Mr. Denys Sutton has put a lot of hard work into editing the letters, has written a long introduction, and compiled chronological tables and biographical notes. He has also put a footnote to every single picture or person referred to, however casually, and this I find rather excessive, especially as many of the notes read “not identified,” e.g., letter 364: “All that valley from the Williamsons to Menton seems to me to belong to you”: note to “the Williamsons,” “unidentified.” In fact they were the popular novelists C.N. and A.M. Williamson, who lived in Roquebrune. With such a plethora of notes some of them were bound to go wrong.
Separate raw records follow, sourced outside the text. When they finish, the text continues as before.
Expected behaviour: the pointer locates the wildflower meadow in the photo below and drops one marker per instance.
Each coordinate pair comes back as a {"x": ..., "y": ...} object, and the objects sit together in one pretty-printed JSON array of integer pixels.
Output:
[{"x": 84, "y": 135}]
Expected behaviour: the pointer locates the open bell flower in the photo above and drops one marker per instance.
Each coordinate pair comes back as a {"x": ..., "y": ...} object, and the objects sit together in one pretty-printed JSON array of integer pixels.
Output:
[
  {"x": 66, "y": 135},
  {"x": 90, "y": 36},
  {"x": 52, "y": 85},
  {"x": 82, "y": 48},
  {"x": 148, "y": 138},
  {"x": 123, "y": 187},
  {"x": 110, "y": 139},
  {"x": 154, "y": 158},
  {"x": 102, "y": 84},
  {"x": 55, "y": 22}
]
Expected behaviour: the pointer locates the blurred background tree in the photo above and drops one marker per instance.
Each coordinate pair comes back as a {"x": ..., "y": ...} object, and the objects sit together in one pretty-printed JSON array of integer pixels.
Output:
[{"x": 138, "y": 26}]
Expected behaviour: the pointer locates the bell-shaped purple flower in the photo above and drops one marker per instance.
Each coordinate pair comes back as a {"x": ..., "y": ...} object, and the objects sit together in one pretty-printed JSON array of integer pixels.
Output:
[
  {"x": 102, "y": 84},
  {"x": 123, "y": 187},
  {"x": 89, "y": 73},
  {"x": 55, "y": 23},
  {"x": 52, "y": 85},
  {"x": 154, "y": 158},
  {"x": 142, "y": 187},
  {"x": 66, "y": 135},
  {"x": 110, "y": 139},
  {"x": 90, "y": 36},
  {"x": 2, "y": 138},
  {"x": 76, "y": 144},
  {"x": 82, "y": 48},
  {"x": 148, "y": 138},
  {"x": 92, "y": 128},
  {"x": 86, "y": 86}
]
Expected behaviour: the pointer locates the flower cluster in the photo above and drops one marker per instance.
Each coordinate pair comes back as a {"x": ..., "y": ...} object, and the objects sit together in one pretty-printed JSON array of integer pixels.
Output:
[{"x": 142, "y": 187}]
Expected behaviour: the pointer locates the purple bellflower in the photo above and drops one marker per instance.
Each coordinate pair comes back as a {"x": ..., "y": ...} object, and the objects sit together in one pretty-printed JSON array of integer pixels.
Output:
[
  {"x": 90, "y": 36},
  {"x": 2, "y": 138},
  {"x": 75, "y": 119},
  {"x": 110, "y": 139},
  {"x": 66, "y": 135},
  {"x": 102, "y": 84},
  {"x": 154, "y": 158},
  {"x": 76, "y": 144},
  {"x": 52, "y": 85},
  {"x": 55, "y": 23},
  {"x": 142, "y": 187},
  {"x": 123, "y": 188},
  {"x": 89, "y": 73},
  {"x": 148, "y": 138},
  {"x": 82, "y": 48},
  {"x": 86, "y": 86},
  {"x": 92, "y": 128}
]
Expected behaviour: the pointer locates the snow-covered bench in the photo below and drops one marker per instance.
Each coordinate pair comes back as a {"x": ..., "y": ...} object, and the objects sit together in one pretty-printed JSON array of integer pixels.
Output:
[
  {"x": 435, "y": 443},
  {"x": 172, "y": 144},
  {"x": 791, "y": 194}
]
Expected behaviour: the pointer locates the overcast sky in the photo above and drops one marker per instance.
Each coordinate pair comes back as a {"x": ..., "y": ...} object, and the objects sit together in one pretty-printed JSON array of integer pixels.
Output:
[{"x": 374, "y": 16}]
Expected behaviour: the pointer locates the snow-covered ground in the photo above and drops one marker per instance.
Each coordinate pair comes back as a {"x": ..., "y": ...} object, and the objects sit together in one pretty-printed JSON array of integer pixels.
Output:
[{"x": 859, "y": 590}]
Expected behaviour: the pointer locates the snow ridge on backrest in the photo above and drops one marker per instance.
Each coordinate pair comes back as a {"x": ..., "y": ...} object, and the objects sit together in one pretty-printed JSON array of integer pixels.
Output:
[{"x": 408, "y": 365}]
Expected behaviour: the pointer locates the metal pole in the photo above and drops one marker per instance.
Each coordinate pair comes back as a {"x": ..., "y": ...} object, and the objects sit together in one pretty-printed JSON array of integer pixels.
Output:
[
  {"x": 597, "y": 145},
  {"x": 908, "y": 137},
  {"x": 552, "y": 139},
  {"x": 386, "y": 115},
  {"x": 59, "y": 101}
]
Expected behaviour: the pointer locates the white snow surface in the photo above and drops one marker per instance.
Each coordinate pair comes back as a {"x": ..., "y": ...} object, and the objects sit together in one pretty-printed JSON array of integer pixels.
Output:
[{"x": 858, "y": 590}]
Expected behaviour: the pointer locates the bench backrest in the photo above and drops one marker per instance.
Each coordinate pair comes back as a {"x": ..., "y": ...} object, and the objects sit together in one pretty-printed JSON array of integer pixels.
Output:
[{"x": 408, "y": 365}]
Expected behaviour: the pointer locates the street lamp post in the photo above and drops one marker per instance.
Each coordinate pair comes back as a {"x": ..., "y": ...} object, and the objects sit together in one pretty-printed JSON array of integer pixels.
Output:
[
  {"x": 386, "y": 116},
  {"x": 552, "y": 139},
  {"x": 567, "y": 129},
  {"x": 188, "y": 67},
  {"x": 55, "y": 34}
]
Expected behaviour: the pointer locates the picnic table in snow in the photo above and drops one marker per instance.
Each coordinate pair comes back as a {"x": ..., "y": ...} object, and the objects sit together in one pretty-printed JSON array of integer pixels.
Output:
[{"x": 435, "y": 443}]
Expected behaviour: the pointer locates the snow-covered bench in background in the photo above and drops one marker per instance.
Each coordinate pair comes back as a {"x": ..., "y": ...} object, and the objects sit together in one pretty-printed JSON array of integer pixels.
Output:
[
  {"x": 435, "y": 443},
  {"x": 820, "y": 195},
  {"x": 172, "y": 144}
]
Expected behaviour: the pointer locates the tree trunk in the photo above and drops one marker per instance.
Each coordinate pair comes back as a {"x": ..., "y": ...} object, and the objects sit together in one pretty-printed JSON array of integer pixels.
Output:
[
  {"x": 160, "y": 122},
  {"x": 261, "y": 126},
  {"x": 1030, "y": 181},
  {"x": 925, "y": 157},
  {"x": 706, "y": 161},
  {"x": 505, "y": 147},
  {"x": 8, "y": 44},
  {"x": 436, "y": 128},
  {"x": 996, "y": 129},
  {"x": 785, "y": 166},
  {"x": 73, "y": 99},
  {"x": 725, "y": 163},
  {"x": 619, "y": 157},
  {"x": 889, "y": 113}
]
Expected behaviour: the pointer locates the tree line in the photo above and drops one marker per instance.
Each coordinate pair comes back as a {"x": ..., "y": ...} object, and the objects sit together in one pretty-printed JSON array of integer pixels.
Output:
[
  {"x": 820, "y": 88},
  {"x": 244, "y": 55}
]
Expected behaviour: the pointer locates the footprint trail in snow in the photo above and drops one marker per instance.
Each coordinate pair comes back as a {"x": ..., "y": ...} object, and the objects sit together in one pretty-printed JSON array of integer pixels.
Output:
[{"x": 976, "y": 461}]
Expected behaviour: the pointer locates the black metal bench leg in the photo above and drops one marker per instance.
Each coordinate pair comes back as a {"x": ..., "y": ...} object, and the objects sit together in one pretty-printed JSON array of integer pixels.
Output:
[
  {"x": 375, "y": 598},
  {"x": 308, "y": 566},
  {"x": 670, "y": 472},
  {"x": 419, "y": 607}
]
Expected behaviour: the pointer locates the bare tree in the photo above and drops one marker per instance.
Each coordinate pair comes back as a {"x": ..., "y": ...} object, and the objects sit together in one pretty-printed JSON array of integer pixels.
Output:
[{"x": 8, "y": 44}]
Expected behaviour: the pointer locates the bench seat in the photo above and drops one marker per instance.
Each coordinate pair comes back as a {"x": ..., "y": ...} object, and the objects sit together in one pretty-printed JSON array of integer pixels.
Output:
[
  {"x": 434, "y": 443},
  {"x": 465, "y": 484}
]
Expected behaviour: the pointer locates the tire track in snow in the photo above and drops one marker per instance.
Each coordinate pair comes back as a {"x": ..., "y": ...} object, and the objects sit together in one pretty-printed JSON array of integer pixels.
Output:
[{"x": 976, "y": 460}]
The Bartolommeo referred to in letter 101 was not the monk of San Marco but an Umbro-Tuscan eclectic of the fifteenth century known as Bartolommeo della Gatta, whose fascinating picture of San Roch kneeling in the empty square of Arezzo is mentioned in the letter as “a really good provincial which is a rare and delightful thing.”

As for Mr. Sutton’s painstaking introduction, I have already indicated that I do not always agree with his judgments. He speaks of Roger Fry (page 51) as “an experienced man of the world.” No less worldly a man can be imagined. He more than once refers to Fry’s business acumen. But as the affairs of the Burlington, the Omega, and the London Group make clear, Fry had none of the foresight, prudence, or ruthlessness which make a successful man of business. He was an impulsive, generous, quixotic character, and Sickert’s etching of him (figure 91), looking like a bespectacled Knight of La Mancha, is far nearer the truth. That is why we all loved him.